Света из дыры вверху не хватало, чтобы осветить пещеру. К тому же, подлые нговы попеременно заглядывали в отверстие, пытаясь понять, куда девалась их добыча, которую они мысленно уже было разделали на аппетитные кусочки мяса. Заслоняя свет, сирены жалобно завывали, бранились друг с другом: каждая винила в неудаче другую – их спор перерос в потасовку, только перья полетели. Несколько острых, как бритвы, перышек упало к ногам Андрея.

Сказать, что он был в отчаянии – значит, ничего не сказать. Андрея охватил страх, и он даже не пытался успокоиться: на лбу выступил холодный липкий пот, он попадал в глаза, отчего их щипало; руки дрожали, и этот мелкий трепет передавался всему телу – вскоре он почувствовал озноб. Ему казалось: в кромешной тьме прячутся какие-то чудовища, они только и ждут подходящего момента, чтобы протянуть к человеку когтистые лапы и разорвать на части. Однако в напряженной тишине, установившейся после того, как нговы отлетели от дыры, никакого движения не ощущалось. И потому, когда Андрей неловко пошевелился и спихнул вниз небольшой камушек, от неожиданности он вздрогнул: камень с глухим стуком ударился о стену, и этот невинный звук произвел эффект трубного гласа.

Отскочив от стены, камешек полетел вниз – Андрей слышал, как он рассекал густой спертый воздух, ещё раз брякнулся о стену и наконец с глухим шлепком упал в воду. То, что это была именно вода, он не сомневался: вначале послышался шлепок, и почти сразу всплеск.

Он немного успокоился и, свесившись с уступа, попытался разглядеть, что находится под ним. Тьма внизу показалась ему ещё черней, но в ней ощущалось что-то вроде дыхания – осторожное, чуть слышное, оно могло принадлежать существу, которое боится выдать своё присутствие.

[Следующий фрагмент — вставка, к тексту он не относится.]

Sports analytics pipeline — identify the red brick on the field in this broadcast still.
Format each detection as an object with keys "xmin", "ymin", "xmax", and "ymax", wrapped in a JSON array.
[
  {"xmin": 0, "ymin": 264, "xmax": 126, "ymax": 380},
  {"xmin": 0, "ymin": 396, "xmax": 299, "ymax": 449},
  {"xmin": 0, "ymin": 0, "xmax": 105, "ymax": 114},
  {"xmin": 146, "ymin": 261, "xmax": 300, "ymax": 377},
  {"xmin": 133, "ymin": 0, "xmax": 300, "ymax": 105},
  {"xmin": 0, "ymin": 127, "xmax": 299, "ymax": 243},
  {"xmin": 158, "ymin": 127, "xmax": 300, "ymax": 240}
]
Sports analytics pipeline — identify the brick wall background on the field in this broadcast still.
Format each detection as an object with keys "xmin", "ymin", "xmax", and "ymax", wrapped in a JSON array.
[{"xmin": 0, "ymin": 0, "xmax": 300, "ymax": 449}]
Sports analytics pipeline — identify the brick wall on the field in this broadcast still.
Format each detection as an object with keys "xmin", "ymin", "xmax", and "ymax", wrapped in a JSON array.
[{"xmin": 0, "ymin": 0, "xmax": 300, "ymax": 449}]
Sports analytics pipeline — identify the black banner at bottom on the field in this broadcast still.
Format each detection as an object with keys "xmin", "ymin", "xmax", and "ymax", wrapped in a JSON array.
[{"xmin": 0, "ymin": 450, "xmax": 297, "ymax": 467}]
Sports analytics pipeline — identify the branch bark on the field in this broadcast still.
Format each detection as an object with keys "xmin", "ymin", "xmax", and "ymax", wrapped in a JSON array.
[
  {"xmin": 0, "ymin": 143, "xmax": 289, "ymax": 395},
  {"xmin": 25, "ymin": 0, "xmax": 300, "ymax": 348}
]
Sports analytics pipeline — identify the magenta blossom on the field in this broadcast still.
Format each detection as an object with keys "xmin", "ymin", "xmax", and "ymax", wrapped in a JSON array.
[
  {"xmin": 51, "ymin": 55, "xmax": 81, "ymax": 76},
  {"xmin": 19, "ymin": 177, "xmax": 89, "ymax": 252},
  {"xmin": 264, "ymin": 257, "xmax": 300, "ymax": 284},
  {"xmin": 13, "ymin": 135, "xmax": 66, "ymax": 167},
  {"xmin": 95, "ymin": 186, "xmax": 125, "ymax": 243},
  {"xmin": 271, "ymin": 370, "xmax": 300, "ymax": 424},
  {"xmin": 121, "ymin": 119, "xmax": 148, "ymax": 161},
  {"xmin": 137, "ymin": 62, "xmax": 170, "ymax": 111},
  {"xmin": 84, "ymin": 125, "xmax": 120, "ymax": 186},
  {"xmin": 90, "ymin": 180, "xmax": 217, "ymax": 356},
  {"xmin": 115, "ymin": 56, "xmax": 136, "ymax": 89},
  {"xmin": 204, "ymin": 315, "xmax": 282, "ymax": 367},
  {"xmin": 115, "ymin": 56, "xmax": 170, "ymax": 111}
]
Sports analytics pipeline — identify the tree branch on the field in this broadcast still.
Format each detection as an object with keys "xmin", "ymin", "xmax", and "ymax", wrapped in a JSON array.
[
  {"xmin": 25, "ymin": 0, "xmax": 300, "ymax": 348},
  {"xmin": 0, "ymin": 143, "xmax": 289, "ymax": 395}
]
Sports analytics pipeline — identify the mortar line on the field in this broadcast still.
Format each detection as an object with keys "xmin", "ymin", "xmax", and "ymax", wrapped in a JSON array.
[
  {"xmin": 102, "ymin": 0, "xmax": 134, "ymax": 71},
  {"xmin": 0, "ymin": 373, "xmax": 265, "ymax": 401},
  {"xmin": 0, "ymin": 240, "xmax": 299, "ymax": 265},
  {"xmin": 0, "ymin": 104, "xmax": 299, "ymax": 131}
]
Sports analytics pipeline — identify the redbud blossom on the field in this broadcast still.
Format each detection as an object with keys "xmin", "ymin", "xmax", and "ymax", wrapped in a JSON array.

Андрей в отчаянии подумал о том, что это существо, вполне возможно, видит или, по крайней мере, ощущает его по запаху. Он же не видел ничего и, значит, терял преимущество.

В этот момент аоми и решила с ним заговорить.

– Хочешь спуститься вниз? – спросила она.

– Ты это можешь сделать?

– Конечно.

– Тогда не хочу. Мне не нравится зависеть от тебя.

– Ты не понимаешь, что делаешь, – аоми хмыкнула. – Гордец!

– Если ты заметила, я давно тебя ни о чём не прошу.

– Хотя иногда очень хочется попросить, не так ли?

– Да, так. Но я уж как-нибудь сам…

– Пропадёшь!

– Но ты обо мне не заплачешь, – он попытался сказать это как можно более ехидным голосом, который вдруг предательски дрогнул. Но, сглотнув, Андрей даже рассмеялся: Найдешь себе новое тело, да и человек, может, покладистее будет.

– Глупец! – рассердилась аоми. – Мне нужен избранный, а не просто тело. Ты так ничего и не понял, малыш…

– Я давно не малыш, милая.

– Твоя милая – лярва, а не я.

На этом их общение и закончилось, потому что на лярву Андрей не знал что ответить, хотел сказать что-нибудь обидное, даже выматериться, но решил не доставлять аоме удовольствие: похоже, ей нравилось, когда он выходил из себя. И как тут не поверишь в энергетический вампиризм? Ведь и вправду есть люди, которым и жизнь не в жизнь, если с кем-то не поругаются, не разозлят другого человека, просто кайф от этого получают, хотя и сами, конечно, орут, мечут громы и молнии, но противник-то в худшем положении – он обороняется, выплёскивает свою энергию, в искреннем негодовании открывается – и тут-то, говорят, открываются какие-то чакры или что-то в этом роде: вампир присасывается к источнику энергии и получает «подпитку». Так это или не так, Андрей особенно и не задумывался, но всё-таки предостаточно видел вокруг себя людей, вызывающих других на конфликт: перебранки в автобусах, вечно всем недовольные хмурые личности, любители поехидничать, подковырнуть – о, как их много! Ниохта же вообще была духом, питалась запахами и, наверное, психические, эмоциональные излучения тоже были ей в сласть?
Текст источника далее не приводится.